Sabtu, 29 November 2025

Dermaga Cabang: Gerbang Ekonomi di Muara Way Seputih

 Sejarah niaga di Lampung tentu sangat menarik untuk diperbincangkan. Aktivitas ekonomi masyarakat Lampung masa Lampung erat sekali dengan perairan sungai.
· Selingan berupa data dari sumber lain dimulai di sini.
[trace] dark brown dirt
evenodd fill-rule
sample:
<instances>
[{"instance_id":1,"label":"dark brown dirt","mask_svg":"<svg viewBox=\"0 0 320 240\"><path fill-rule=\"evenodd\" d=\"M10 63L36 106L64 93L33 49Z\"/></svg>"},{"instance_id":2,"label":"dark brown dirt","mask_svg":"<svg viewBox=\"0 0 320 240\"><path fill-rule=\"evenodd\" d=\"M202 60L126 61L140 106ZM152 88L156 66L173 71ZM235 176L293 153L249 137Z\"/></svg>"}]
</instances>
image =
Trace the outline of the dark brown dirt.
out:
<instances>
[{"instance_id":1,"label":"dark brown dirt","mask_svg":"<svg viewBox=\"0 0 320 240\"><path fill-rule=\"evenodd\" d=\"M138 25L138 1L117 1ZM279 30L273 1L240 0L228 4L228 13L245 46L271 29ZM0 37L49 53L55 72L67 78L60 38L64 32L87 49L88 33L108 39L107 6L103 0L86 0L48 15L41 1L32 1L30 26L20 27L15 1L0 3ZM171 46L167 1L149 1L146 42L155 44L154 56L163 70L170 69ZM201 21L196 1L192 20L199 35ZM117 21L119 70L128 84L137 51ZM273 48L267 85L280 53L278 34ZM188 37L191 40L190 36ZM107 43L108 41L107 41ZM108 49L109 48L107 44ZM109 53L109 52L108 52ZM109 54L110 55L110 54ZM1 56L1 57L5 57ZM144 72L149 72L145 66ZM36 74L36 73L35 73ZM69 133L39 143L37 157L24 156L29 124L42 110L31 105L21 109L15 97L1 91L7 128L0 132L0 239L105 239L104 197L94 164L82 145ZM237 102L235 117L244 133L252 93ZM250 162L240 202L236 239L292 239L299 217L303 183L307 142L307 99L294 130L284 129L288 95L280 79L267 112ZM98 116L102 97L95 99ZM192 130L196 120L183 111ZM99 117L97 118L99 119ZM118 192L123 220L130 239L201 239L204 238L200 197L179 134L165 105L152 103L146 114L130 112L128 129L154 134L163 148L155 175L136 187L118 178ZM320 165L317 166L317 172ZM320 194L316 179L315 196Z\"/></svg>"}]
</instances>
Salah satu sungai itu adalah Way Seputih yang memiliki Dermaga Cabang yang digunakan sebagai sarana perdagangan. 

Oleh: Adi Setiawan

 

Peta Daerah Cabang Tahun 1802

(Sumber: Kian Amboro, 2022)

Citra Satelit Daerah Cabang Tahun 2025

(Sumber: Google Maps, 2025)

 

Way Seputih sebagai Urat Nadi Peradaban

Provinsi Lampung, dengan kekayaan geografisnya, memiliki jaringan sungai yang telah lama menjadi urat nadi kehidupan dan peradaban. Salah satu sungai itu adalah Sungai Seputih atau dikenal sebagai Way Seputih. Way Seputih dinobatkan sebagai sungai terpanjang ketiga di Provinsi Lampung, dengan hulu yang bersumber di Gunung Tangkit Tebak dan mengalirkan airnya sejauh kurang lebih 190 kilometer hingga bermuara ke laut.

Sebagaimana sungai-sungai besar lainnya di nusantara, Way Seputih tidak hanya berfungsi sebagai sumber air, tetapi juga menyimpan beragam narasi sejarah dan aktivitas ekonomi masyarakat. Sungai ini telah menjadi jalur untuk transportasi, perdagangan, dan interaksi sosial antar-daerah. Dalam konteks sejarah maritim dan perdagangan Lampung di masa lampau, peran Way Seputih terbilang membantu aktivitas masyarakat, terutama pada bagian muaranya yang menjadi lokasi berdirinya sebuah dermaga penting, yaitu Dermaga Cabang atau pada ejaan lama dikenal sebagai Tjabang. Dermaga inilah yang menjadi titik temu antara arus sungai pedalaman dan jalur pelayaran pesisir, menjadikannya simpul strategis dalam pergerakan barang dan manusia.

Way Seputih Tahun 1910

(Sumber: digitalcollections.universiteitleiden.nl)

 

Dermaga Cabang dalam Peta Perdagangan Timur Lampung

Dermaga Cabang menempati posisi penting sebagai salah satu gerbang maritim di wilayah timur Lampung. Keberadaannya disejajarkan dengan dermaga atau pelabuhan lain yang juga berperan vital, seperti Pelabuhan Menggala yang berada di Way Tulangbawang, dan Labuhan Maringgai. Posisi ini menegaskan bahwa Dermaga Cabang bukanlah pelabuhan biasa, melainkan salah satu pilar penopang sistem distribusi dan perdagangan regional pada masa kolonial.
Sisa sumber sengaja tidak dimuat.